43. İstanbul Film Festivali dünya sinemasının en yeni örnekleri, kült yapıtlar, usta yönetmenler ve genç yeteneklerin son filmlerinin de aralarında olduğu 132 uzun metrajlı ve 12 kısa filmden oluşan zengin bir program sunuyor. Festival, 12 gün boyunca, film gösterimlerinin yanı sıra konuk yönetmen ve oyuncuların katılımıyla yapılacak söyleşiler, özel gösterimler ve etkinliklerle sinema dolu günler yaşatacak. Fil’m Hafızası ekibi olarak sizler için festivali takip edip filmler hakkında görüşlerimize yer vereceğimiz 43. İstanbul Film Festivali Günlüklerinin dördüncüsüyle karşınızdayız. Keyifli okumalar.
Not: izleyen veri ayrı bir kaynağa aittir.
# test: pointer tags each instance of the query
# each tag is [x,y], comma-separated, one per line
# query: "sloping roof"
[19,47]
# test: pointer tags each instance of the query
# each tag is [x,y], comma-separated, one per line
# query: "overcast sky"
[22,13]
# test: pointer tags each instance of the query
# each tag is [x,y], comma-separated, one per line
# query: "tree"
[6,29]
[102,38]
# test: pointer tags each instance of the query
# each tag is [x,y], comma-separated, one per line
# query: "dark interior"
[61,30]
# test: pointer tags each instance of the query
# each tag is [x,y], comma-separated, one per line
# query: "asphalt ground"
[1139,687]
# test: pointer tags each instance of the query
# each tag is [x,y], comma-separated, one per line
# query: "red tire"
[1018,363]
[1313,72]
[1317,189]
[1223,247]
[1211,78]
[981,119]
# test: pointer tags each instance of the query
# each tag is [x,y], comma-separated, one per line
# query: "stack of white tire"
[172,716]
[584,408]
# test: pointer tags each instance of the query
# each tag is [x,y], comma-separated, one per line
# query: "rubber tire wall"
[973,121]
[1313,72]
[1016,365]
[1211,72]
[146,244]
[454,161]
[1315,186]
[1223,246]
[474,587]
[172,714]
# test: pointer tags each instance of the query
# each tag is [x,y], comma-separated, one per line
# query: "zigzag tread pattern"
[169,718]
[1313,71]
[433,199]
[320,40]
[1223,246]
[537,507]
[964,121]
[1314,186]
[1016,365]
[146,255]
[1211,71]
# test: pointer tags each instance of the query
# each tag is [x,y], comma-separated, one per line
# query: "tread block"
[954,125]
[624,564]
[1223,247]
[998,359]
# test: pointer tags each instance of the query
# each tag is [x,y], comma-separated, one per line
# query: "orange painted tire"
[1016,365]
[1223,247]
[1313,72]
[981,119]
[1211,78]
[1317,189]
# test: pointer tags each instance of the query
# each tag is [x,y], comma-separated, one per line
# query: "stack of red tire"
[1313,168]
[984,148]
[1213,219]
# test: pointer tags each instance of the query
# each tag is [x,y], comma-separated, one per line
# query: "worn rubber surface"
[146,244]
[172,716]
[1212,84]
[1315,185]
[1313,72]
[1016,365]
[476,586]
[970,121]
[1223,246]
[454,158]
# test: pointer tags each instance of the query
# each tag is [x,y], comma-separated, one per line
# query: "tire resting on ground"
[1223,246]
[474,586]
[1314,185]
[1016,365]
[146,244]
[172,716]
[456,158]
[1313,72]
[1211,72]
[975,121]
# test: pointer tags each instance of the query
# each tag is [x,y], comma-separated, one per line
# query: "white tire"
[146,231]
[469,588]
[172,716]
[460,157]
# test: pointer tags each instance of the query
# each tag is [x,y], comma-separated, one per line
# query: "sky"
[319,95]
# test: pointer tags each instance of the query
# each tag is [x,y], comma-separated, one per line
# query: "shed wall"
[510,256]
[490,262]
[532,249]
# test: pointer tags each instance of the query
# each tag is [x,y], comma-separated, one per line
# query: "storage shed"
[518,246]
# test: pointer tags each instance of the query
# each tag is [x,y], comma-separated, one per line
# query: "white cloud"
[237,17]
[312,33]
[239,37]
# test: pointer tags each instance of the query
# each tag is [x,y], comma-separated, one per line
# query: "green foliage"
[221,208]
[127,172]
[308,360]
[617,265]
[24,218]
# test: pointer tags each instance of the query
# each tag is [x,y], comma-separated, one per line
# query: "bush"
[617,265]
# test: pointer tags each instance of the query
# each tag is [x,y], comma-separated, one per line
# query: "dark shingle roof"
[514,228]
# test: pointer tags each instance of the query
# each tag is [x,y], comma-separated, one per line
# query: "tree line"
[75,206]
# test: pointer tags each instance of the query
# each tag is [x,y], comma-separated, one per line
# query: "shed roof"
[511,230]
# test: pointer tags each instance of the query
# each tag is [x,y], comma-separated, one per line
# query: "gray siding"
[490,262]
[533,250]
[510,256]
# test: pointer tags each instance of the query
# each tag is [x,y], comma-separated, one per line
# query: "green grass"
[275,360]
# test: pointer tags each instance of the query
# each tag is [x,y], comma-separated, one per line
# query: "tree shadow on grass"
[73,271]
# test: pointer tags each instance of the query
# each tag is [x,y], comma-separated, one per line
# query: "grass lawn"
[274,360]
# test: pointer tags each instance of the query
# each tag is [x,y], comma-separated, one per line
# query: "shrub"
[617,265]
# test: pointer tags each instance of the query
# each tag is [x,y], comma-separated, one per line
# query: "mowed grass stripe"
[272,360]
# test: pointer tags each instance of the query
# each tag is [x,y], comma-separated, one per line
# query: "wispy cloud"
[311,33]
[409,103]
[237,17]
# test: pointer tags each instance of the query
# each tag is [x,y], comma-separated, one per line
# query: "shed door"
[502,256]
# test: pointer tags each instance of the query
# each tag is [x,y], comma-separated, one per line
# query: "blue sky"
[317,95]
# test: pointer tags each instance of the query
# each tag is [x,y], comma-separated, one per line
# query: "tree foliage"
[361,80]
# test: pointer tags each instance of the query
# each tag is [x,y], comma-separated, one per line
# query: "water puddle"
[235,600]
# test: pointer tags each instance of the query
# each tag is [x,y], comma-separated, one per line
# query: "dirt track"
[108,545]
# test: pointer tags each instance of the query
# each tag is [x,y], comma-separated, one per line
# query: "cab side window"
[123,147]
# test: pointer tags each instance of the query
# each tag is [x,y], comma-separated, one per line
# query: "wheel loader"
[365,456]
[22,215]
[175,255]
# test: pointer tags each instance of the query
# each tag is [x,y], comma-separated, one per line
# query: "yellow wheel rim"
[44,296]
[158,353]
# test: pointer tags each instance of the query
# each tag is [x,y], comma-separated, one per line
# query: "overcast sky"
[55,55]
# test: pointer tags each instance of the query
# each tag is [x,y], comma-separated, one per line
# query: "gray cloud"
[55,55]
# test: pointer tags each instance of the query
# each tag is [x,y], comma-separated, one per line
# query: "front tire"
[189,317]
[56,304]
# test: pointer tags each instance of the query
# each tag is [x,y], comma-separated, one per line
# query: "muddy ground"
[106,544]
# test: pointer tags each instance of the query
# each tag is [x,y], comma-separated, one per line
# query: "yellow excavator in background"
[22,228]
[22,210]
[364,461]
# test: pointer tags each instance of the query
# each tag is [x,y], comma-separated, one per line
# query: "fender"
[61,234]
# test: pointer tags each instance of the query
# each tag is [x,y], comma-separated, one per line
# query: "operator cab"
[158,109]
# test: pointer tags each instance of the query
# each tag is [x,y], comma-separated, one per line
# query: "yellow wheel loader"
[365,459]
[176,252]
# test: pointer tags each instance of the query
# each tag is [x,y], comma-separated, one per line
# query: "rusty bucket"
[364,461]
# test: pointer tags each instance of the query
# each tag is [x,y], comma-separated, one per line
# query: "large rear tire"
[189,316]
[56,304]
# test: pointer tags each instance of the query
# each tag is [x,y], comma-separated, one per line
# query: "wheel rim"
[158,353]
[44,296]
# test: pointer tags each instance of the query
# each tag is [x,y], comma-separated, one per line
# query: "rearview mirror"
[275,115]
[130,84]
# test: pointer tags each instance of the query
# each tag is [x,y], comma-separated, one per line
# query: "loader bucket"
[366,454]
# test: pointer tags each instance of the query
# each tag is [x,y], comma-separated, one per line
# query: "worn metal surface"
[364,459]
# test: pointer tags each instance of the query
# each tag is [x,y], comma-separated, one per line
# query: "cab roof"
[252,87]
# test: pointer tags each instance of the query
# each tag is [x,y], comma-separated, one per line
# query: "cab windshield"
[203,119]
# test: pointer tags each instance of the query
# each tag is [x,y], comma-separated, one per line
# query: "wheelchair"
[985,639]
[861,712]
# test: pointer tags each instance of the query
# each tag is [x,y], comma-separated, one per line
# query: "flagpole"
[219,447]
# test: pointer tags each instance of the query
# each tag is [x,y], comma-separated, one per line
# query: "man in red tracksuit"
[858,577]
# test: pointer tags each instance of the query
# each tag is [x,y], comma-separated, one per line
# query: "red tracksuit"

Geçiş / Crossing (Yön. Levan Akin, 2024)
Berlin Film Festivali’nin Panorama bölümünün açılışını yapan Geçiş, Levan Akin’ın Ve Sonra Dans Ettik’ten (And Then We Danced, 2019) sonra üzerine çevrilen beklenti dolu bakışları yine fazlasıyla tatmin ediyor. Her filminde her ne kadar mevzuyu tam anlamıyla onun üzerine kurmasa da ısrarla ve hevesle tutunduğu LGBTİQ+ meselesini bir kez daha ustalıkla kaşıyor. Üstelik bir önceki filminden farklı olarak bu kez hikâyeyi Gürcistan’dan Türkiye’ye taşımayı tercih etmiş. Türkiye ile yakın bir bağının olduğunu bildiğimiz Akin, adeta İstanbul’a hayranlığını bu film ile belgelemek istemiş. Zira Akin, İstanbul’a anlaşılan o kadar büyük bir aşk ile bağlı ki yer yer otantizm tuzağına düşmekten kurtulamıyor. Açıkçası özellikle filmin ilk yarısında biraz peşin hükümlü davranarak huysuzlandığımı itiraf etmeliyim. Film, neredeyse İstanbul’a özel çekilmiş bir tanıtım filmi havası veren birçok sahneye sahip. Fakat filmin ikinci yarısından sonra hikâyenin daha da derinleşmesiyle İstanbul; altmışlarında yapayalnız kalmış emekli tarih öğretmeni Lia ile hayatının baharında ama işsiz güçsüz, sevgisiz, beş parasız olan Achi’nin ellerinden kaybolup giden hayatlarına arka fon görevine geçmektedir. Tabii Lia ile Achi’yi beraber İstanbul’a sürükleyen Tekla’nın hayali ile bir trans birey olan Tekla’nın hayatının olumlu bir alternatifini yaşayan Evrim’i de unutmamak gerek.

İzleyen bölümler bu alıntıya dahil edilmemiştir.